Saturday, 22 October 2011

Does the Trigger Pull the Finger?—Reviews

The SRA sponsored the publication last Spring of Does the Trigger Pull the Finger? (Spitfire Press £9.95, £7.45 post-free to SRA members: ISBN 978-1-906174-99-6). The book was co-written by SRA secretary Richard Law and journalist Peter Brookesmith, who previously collaborated on the critically acclaimed The Fighting Handgun (Arms & Armour, 1997).

Reviews on Amazon have been favourable, to say the least: three out of the four reviews posted to date give it five stars, one gives it four, and one calls the book "A work of genius", a label not often applied to either author, but neither is complaining. If doubts have been expressed, they've been about the cover. Apparently some people are concerned that a scarcely unattractive (but not scarcely clad) young lady wielding an exotic firearm is sensationalist, or trivializes the subject. Mick Fidgeon, now-redundant former firearms "manager" for Essex police, enquired (perhaps belligerently) on the Cybershooters forum: "Who's this supposed to appeal to? Academics?" Our best review yet, by Jules Whicker in Shooting Sports (October 2011) feels the need to recognize this worry in passing, but only in passing:

"Don’t judge a book by its cover, as any initial suspicions of sensationalism are quickly allayed by a reasoned, fact-based approach. Yet whilst proving not to be sensationalist, it is most certainly sensational! Blowing a blast of fresh air through the fog of prejudice and corruption that has produced the legal and bureaucratic environment that currently hamstrings shooting sports, complicates their participants’ lives, and squanders public money."

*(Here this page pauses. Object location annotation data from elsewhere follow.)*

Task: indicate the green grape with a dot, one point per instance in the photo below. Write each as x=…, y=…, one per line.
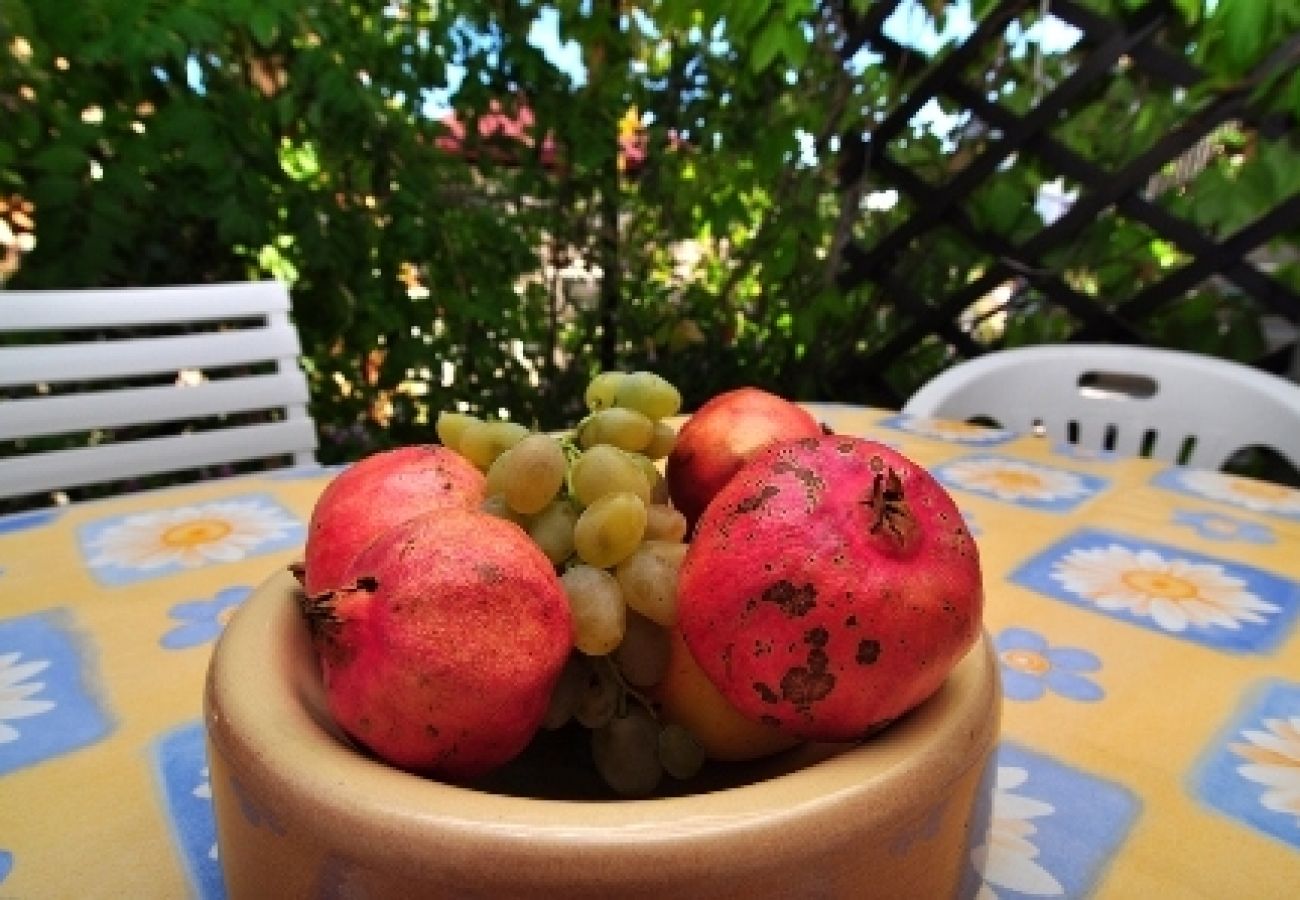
x=553, y=529
x=567, y=693
x=648, y=393
x=601, y=697
x=599, y=614
x=661, y=441
x=648, y=579
x=680, y=753
x=606, y=470
x=610, y=529
x=529, y=474
x=482, y=441
x=451, y=425
x=664, y=523
x=497, y=506
x=642, y=657
x=602, y=389
x=658, y=484
x=625, y=751
x=625, y=429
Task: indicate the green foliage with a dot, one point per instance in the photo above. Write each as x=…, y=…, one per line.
x=222, y=139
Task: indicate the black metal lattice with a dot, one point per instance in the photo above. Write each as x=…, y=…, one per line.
x=1123, y=189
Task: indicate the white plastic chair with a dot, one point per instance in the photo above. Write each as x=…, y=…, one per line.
x=161, y=357
x=1130, y=401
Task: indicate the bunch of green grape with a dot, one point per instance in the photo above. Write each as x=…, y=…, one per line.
x=597, y=505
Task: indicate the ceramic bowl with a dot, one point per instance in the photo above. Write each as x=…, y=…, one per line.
x=303, y=813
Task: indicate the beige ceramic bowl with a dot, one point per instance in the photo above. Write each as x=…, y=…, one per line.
x=302, y=814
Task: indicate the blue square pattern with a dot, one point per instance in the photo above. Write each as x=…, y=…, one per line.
x=1248, y=773
x=50, y=701
x=1032, y=485
x=1190, y=596
x=1051, y=831
x=1249, y=494
x=181, y=765
x=952, y=432
x=143, y=545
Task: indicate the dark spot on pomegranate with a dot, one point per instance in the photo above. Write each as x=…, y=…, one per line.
x=755, y=502
x=794, y=601
x=490, y=572
x=869, y=650
x=804, y=687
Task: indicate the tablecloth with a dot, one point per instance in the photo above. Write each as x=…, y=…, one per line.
x=1144, y=618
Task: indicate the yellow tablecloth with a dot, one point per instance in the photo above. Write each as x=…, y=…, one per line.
x=1145, y=619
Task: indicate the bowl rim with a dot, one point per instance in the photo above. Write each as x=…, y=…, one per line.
x=263, y=684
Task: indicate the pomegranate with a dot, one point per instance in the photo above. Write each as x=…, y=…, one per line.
x=720, y=436
x=377, y=493
x=830, y=588
x=441, y=649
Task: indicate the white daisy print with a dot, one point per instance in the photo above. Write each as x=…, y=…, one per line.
x=1273, y=760
x=190, y=536
x=1251, y=493
x=1175, y=593
x=1008, y=859
x=949, y=429
x=1015, y=480
x=18, y=695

Jules Whicker, by the way, happens to be an academic.

In all this mild hoo-ha no one seems to have noticed the expression on the cover-girl's face, which may tell you something about the objectors, but which we thought fitted rather well with the sarcasm of the title. Someone else called the cover "provocative", to which we can only reply: "So we should bloody well hope!"

Mr Whicker, meanwhile, got on with reading the book, and summed it up thus:

"What we have here is a marvellously well-informed book.... "Does the Trigger Pull the Finger? should be required reading for everyone with an interest in shooting, whether pro or anti, and that should include every political candidate, Home Office mandarin, senior police officer, and news editor in the country.

"...this is no rant, or a dry political tract! Instead a seriously good read, its facts and arguments articulated in finely nuanced prose and spiced with well-timed irony and the odd—probably well deserved—splash of vitriol. All of which come together to produce a gripping drama in which truth and liberty are threatened by the encroachment of a pernicious, neurotic and sometimes bumbling bureaucratic organism, whose ultimate defeat is envisaged in an unexpected yet plausible ending. I started by questioning the presentation of the book. I’ll finish by saying: it should come with a wristband or lapel pin that those who have read it and agree with its manifesto can wear as a sign of support. This is a book to build a campaign on. Spread the word."

Mr Whicker got our point right in the X-ring. We know authors who'd forsake the bottle for a reviewer like that.

The review in the forthcoming Shooter's Journal (now in press: SRA members should get their copies early next month) is fractionally less enthusiastic, but only in the sense that Derek Bernard—an expert in firearms law and 'gun control' and its effects—thinks we don't go far enough in our reforming zeal. So it goes.